The mutation (step 2c) assigned a new random value to a variable. The probability of mutation was set to 20% for an individual and 5% for a variable.

Finally, the optimized loss function used for evaluation of individuals was area under the ROC curve (AUC). The progress of evolution is shown in Figure 2.

AUC loss
Figure 2: Mean and standard deviation for AUC of a population across evolution.

Results

The optimization resulted in AI TI-RADS with new point assignments for the features as shown in Figure 3. Interactive calculator for AI TI-RADS is available online: deckard.duhs.duke.edu/~ai-ti-rads/.

AI TI-RADS
Figure 3: AI TI-RADS diagram from the Radiology article [2]. (FNA = fine needle aspiration biopsy)

On the training set, the AUC for ACR TI-RADS (used for initialization) was 0.79, whereas for AI TI-RADS it was 0.82.

The 100 test cases were assessed for the five ACR TI-RADS feature categories by (1) eight radiologists who interpreted thyroid ultrasound in clinical practice and (2) three ACR TI-RADS committee members whose interpretations were combined into expert consensus using majority vote. Based on these interpretations, we compared sensitivity and specificity for biopsy recommendation of ACR TI-RADS and AI TI-RADS on a boxplot shown in Figure 4.

AI TI-RADS
Figure 4: Comparison between ACR TI-RADS and AI TI-RADS in terms of sensitivity and specificity for biopsy recommendation on the 100 test cases. Boxes represent a set of eight radiologists and blue squares represent an expert consensus.
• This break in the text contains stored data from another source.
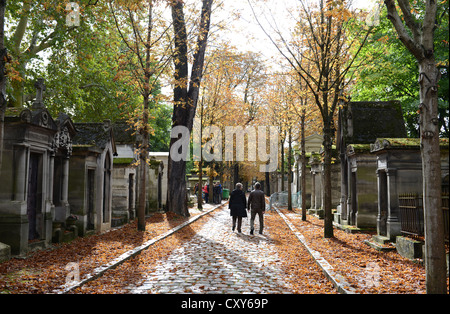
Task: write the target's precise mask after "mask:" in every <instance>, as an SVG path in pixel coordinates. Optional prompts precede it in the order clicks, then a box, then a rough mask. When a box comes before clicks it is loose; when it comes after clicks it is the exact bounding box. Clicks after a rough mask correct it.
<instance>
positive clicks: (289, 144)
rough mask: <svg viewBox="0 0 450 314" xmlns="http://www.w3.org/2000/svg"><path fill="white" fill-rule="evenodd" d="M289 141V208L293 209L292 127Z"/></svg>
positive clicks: (288, 170) (288, 208)
mask: <svg viewBox="0 0 450 314" xmlns="http://www.w3.org/2000/svg"><path fill="white" fill-rule="evenodd" d="M288 141H289V152H288V210H292V128H289V139H288Z"/></svg>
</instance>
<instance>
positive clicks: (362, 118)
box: [339, 101, 406, 144]
mask: <svg viewBox="0 0 450 314" xmlns="http://www.w3.org/2000/svg"><path fill="white" fill-rule="evenodd" d="M341 111H342V113H341V114H340V126H339V128H342V132H343V134H344V138H345V140H344V141H345V143H347V144H348V143H353V144H370V143H373V142H374V141H375V140H376V139H377V138H403V137H406V127H405V122H404V119H403V113H402V107H401V104H400V102H399V101H381V102H378V101H377V102H374V101H361V102H350V103H348V104H347V105H346V106H345V107H344V108H343V109H342V110H341Z"/></svg>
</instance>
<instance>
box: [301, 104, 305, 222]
mask: <svg viewBox="0 0 450 314" xmlns="http://www.w3.org/2000/svg"><path fill="white" fill-rule="evenodd" d="M305 116H306V110H305V109H303V111H302V117H301V121H302V122H301V136H302V139H301V141H302V156H301V161H302V181H301V189H302V220H303V221H306V147H305V145H306V141H305Z"/></svg>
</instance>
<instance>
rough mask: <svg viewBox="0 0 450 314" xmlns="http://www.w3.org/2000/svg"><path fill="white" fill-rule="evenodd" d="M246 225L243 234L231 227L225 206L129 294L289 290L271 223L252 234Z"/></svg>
mask: <svg viewBox="0 0 450 314" xmlns="http://www.w3.org/2000/svg"><path fill="white" fill-rule="evenodd" d="M257 220H258V219H256V222H255V224H256V226H255V231H258V230H259V226H258V222H257ZM242 224H243V226H242V233H241V234H239V233H237V232H236V231H235V232H233V231H232V230H231V217H230V215H229V209H228V206H225V208H223V209H221V210H220V211H219V212H217V213H216V214H214V216H212V217H211V218H210V220H209V221H208V222H207V223H205V225H204V226H203V227H202V229H201V230H200V232H198V233H197V234H196V235H195V236H194V238H193V239H192V240H191V241H189V242H188V243H186V244H185V245H183V246H181V247H180V248H178V249H176V250H174V251H173V252H172V254H171V255H170V256H168V257H167V258H165V259H163V260H161V261H159V262H158V264H157V267H156V271H155V272H153V273H150V274H149V275H148V277H147V278H146V279H145V281H144V282H143V283H141V284H140V285H139V286H136V287H129V289H130V293H136V294H139V293H166V294H170V293H289V292H290V289H289V287H288V286H287V285H285V284H284V282H283V278H282V275H281V273H282V272H281V270H280V268H279V266H278V265H279V263H278V262H279V258H278V256H277V253H276V251H275V244H274V241H273V240H272V239H271V237H270V227H269V228H266V229H265V230H264V235H260V234H258V233H257V232H255V234H256V235H253V236H251V235H249V223H248V220H247V218H244V219H243V223H242Z"/></svg>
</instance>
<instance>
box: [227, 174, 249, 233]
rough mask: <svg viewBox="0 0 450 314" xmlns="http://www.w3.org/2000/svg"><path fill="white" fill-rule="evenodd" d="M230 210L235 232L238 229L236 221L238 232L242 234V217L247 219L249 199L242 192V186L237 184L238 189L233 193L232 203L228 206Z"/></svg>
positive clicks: (230, 212) (231, 193)
mask: <svg viewBox="0 0 450 314" xmlns="http://www.w3.org/2000/svg"><path fill="white" fill-rule="evenodd" d="M228 208H230V210H231V211H230V216H232V217H233V231H234V229H236V221H237V227H238V232H239V233H241V226H242V217H247V212H246V211H245V209H246V208H247V199H246V198H245V193H244V191H242V184H241V183H238V184H236V189H235V190H234V191H233V192H231V195H230V203H229V204H228Z"/></svg>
AI TI-RADS resulted in improved specificity for expert consensus from 50.6% to 54.1% (p=0.096) as well as for mean specificity of the eight radiologists from 47.7% to 55.3% (p<0.001). In terms of sensitivity, for expert consensus, it was the same for both TI-RADS (86.7%), whereas mean sensitivity of the eight radiologists slightly improved from 81.7% to 82.5% (p>0.5).

References

[1] Tessler FN, Middleton WD, Grant EG, Hoang JK, Berland LL, Teefey SA, et al. “ACR Thyroid Imaging, Reporting and Data System (TI-RADS): White Paper of the ACR TI-RADS Committee.” Journal of the American College of Radiology, 2017.

[2] Wildman-Tobriner B, Buda M, Hoang JK, Middleton WD, Thayer D, Short RG, Tessler FN, Mazurowski MA “Using Artificial Intelligence to Revise ACR TI-RADS Risk Stratification of Thyroid Nodules: Diagnostic Accuracy and Utility.” Radiology, 2019.